Coffee output in Brazil, the world's chief exporter, will slide this year after the worst drought in decades, agricultural agency Conab said Tuesday.
The drought hampered the development of plants, causing the arabica crop to plummet 16.1 percent, Conab said.
"Brazil should this year produce 45.1 million 60kg bags" of arabica and robusta crops, the main kinds of bean cultivated for drinking, Conab indicated.
"This represents a drop of 8.16 percent .. compared with the last harvest.
"The change is down to the arabica variety, which fell 16.1 percent," added Conab, an offshoot of the ministry of agriculture.

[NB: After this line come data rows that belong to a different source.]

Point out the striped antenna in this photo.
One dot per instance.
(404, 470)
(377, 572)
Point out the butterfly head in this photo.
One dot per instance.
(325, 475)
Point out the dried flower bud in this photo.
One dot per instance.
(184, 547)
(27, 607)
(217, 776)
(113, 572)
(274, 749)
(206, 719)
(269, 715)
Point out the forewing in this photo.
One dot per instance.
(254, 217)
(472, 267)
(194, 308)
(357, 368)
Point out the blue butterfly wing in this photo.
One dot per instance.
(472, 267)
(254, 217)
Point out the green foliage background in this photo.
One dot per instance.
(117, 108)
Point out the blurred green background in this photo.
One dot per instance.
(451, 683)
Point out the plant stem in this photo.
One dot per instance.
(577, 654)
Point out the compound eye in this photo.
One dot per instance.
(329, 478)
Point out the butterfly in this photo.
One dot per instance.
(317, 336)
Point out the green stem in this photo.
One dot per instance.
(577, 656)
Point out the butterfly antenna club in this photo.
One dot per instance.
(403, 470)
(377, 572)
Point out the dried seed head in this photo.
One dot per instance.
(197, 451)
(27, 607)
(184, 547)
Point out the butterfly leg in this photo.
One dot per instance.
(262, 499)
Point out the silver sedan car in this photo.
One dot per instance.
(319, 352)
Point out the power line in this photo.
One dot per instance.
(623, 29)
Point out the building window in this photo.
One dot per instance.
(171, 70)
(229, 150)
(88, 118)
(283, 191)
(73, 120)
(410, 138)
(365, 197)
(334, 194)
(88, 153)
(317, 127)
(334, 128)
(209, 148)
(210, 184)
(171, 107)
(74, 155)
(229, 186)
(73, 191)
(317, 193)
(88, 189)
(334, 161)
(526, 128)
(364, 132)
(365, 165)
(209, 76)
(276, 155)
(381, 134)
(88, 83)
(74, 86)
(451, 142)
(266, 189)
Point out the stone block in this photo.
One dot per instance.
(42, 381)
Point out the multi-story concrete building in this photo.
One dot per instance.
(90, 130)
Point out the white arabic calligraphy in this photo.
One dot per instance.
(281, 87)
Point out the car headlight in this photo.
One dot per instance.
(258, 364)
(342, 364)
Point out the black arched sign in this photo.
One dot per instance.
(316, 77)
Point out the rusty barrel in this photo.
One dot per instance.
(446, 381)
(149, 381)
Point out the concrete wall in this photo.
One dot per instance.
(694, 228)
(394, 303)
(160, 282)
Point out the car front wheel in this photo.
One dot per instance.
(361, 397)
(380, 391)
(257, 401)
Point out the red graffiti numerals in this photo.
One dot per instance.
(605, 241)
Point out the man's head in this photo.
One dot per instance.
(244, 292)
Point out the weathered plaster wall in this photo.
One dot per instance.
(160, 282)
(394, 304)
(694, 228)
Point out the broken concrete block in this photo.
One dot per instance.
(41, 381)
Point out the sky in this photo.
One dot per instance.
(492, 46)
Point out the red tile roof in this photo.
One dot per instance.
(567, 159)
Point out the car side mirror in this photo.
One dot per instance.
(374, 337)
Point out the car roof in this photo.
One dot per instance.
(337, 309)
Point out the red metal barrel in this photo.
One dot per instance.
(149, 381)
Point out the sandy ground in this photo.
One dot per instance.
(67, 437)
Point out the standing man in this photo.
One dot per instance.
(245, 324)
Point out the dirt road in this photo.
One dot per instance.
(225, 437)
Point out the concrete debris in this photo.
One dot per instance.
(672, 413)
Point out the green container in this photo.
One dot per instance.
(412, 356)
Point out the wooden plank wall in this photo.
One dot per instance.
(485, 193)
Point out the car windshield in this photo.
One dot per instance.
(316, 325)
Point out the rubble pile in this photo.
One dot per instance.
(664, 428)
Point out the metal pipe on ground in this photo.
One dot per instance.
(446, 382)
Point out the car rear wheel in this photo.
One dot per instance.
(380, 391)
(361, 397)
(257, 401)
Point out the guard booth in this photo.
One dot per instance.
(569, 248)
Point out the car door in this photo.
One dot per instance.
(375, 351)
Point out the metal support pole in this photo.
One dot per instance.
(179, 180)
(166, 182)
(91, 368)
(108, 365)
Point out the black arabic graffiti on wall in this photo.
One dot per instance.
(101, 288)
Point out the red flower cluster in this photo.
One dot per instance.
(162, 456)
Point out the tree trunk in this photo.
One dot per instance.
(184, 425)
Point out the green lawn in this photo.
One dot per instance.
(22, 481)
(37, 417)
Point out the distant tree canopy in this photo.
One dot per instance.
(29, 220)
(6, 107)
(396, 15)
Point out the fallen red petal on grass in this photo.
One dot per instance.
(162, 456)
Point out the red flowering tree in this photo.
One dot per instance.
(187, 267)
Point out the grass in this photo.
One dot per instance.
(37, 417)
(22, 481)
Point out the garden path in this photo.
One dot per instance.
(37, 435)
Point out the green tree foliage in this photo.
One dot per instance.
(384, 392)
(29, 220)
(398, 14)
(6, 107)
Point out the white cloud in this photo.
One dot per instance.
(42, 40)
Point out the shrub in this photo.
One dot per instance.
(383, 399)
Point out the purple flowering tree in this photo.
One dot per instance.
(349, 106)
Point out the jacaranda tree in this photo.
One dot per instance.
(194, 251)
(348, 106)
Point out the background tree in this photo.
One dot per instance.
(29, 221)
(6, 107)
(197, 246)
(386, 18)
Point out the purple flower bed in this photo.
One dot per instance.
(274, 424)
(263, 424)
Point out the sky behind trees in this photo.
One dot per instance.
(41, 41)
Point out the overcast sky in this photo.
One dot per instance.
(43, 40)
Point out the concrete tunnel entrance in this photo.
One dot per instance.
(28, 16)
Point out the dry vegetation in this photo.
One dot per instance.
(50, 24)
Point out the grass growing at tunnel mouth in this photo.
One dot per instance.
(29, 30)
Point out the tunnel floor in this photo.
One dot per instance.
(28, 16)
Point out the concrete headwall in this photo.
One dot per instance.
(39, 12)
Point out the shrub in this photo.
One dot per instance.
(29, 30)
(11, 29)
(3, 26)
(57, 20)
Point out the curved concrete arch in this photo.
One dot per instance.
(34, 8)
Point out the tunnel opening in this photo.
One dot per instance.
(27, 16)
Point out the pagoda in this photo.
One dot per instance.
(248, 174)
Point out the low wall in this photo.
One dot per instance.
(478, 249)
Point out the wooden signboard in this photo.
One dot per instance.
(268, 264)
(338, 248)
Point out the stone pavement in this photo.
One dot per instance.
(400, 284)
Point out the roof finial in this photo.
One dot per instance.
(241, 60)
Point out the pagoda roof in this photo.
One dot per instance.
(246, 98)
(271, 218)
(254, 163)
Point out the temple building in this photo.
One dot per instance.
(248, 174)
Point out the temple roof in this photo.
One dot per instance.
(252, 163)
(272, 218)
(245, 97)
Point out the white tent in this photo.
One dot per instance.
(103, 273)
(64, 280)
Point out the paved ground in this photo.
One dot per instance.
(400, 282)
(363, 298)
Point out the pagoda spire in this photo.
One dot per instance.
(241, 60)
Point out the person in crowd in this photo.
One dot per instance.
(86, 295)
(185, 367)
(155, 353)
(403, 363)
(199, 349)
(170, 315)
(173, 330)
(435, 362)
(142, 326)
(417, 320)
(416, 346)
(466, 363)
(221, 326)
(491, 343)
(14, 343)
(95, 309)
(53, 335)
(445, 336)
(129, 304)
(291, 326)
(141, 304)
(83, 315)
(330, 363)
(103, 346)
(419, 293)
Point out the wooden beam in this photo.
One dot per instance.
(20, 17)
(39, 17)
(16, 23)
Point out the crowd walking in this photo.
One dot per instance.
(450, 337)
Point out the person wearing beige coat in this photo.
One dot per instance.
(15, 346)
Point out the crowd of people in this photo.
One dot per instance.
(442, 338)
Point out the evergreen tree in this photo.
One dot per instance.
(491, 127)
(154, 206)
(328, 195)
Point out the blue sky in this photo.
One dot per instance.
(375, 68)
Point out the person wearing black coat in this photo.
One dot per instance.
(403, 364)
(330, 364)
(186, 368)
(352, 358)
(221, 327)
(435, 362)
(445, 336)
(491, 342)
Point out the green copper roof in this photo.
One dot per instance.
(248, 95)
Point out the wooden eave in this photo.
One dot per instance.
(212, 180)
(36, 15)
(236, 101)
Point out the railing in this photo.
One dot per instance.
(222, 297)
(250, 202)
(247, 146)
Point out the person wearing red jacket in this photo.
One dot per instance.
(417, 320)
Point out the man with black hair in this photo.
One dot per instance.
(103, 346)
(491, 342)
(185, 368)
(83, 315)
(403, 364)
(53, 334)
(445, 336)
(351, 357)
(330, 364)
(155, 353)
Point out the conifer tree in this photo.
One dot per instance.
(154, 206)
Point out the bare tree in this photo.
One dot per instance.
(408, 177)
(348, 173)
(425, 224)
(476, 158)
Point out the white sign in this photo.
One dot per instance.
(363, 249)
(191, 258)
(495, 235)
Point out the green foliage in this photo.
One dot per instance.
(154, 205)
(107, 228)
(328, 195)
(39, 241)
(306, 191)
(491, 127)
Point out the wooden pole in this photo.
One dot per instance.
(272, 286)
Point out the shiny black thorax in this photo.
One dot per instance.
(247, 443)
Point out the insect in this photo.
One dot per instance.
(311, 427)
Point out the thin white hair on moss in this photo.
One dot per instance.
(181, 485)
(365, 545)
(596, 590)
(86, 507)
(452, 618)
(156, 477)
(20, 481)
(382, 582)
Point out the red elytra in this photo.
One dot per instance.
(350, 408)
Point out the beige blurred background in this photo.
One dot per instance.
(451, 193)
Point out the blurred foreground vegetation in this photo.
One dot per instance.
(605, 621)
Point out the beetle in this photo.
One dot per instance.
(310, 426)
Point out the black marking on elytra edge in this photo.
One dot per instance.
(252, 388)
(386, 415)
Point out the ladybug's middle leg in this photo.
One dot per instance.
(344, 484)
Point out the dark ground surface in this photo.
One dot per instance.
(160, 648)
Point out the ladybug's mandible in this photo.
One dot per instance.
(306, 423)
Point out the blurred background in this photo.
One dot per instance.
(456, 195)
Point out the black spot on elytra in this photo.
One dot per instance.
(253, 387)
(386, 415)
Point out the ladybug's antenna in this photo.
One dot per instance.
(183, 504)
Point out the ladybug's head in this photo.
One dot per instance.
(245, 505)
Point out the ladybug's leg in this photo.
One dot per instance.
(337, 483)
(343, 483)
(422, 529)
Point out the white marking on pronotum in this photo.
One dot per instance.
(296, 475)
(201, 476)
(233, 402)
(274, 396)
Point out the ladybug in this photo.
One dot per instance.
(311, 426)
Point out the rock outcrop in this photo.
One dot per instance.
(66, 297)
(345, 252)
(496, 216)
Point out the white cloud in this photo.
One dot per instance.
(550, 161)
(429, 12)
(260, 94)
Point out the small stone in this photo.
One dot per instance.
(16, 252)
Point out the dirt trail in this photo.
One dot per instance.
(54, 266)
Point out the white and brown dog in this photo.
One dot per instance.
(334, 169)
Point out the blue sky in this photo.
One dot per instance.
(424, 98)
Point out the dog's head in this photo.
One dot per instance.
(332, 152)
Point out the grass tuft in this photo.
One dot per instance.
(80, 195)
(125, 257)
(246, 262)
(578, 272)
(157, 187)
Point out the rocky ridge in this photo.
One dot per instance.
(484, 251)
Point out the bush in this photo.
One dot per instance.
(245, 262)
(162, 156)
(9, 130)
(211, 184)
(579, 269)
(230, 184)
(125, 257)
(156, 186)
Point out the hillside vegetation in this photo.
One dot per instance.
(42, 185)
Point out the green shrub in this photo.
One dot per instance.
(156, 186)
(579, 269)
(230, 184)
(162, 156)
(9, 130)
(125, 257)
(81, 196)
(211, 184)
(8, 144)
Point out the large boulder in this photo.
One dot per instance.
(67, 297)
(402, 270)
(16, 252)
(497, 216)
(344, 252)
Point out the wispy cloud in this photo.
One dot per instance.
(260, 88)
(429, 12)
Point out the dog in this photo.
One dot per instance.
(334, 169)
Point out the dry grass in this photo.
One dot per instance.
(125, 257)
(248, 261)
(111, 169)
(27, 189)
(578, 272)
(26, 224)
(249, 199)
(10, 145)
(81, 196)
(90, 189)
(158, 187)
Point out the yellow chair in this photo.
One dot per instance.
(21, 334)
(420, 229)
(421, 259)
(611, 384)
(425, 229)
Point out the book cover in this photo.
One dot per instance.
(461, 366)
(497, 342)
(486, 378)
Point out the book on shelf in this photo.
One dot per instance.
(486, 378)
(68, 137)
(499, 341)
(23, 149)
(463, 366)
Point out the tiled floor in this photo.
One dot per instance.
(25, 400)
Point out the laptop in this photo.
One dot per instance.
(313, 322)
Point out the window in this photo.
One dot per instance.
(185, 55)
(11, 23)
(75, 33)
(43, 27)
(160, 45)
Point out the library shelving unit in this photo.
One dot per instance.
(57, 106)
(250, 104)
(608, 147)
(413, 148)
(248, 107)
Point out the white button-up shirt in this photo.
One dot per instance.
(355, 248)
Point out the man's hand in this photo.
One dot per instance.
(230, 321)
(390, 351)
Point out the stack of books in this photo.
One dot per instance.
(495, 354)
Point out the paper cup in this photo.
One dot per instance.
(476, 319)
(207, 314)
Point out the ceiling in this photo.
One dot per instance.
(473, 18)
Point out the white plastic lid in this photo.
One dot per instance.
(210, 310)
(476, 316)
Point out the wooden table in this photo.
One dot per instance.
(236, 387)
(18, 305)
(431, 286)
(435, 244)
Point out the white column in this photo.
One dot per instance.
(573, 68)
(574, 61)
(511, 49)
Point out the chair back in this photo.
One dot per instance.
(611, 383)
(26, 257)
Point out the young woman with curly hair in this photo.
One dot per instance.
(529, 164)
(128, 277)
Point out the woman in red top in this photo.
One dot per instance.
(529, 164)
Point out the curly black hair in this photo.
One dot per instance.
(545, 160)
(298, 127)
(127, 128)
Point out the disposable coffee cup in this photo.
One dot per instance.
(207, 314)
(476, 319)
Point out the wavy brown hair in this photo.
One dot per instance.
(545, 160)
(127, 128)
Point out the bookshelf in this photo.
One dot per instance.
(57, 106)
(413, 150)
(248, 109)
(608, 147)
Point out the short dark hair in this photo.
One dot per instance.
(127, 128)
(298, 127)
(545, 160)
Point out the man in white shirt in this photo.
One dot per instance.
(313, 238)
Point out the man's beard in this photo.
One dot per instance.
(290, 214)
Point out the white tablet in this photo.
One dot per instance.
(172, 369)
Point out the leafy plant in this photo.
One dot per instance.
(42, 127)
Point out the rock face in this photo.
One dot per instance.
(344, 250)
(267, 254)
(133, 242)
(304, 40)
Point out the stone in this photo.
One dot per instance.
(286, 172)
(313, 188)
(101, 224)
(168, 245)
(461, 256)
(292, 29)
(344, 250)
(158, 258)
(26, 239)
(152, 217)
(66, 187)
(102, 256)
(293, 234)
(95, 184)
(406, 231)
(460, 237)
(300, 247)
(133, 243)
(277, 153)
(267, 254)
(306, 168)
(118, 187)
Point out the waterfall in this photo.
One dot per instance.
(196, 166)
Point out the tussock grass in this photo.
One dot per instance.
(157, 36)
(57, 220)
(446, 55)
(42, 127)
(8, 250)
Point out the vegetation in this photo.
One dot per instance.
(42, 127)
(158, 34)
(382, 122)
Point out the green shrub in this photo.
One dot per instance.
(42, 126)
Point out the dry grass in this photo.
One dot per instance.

Latest forecasts are for an arabica crop of 32.1 million bags, the variety accounting for a three-quarters share of Brazil's overall harvest.
Conab blamed a severe drought which lasted for more than two months early this year for the slump.
Frosts had already damaged plantations in southern Parana state last year before the drought dealt a second blow to Brazil's two-year coffee-growing cycle.
This year's fall-off in production will be felt more keenly given that output in even-numbered years is larger than in odd-numbered ones.
Production of the harsher-tasting Robusta crop should fill 13 million bags this year.
"That is an increase of 19.9 percent thanks to a rise in productivity and favorable climactic conditions in (southeastern) Espirito Santo state, this variety's main producer," Conab said.
With 2.2 million hectares (5.4 million acres) of plantations, Brazil is the world's leading exporter.
The South American giant's annual output is some 2.5 billion kilograms (5.6 billion pounds) some three times the output of second-ranked Vietnam.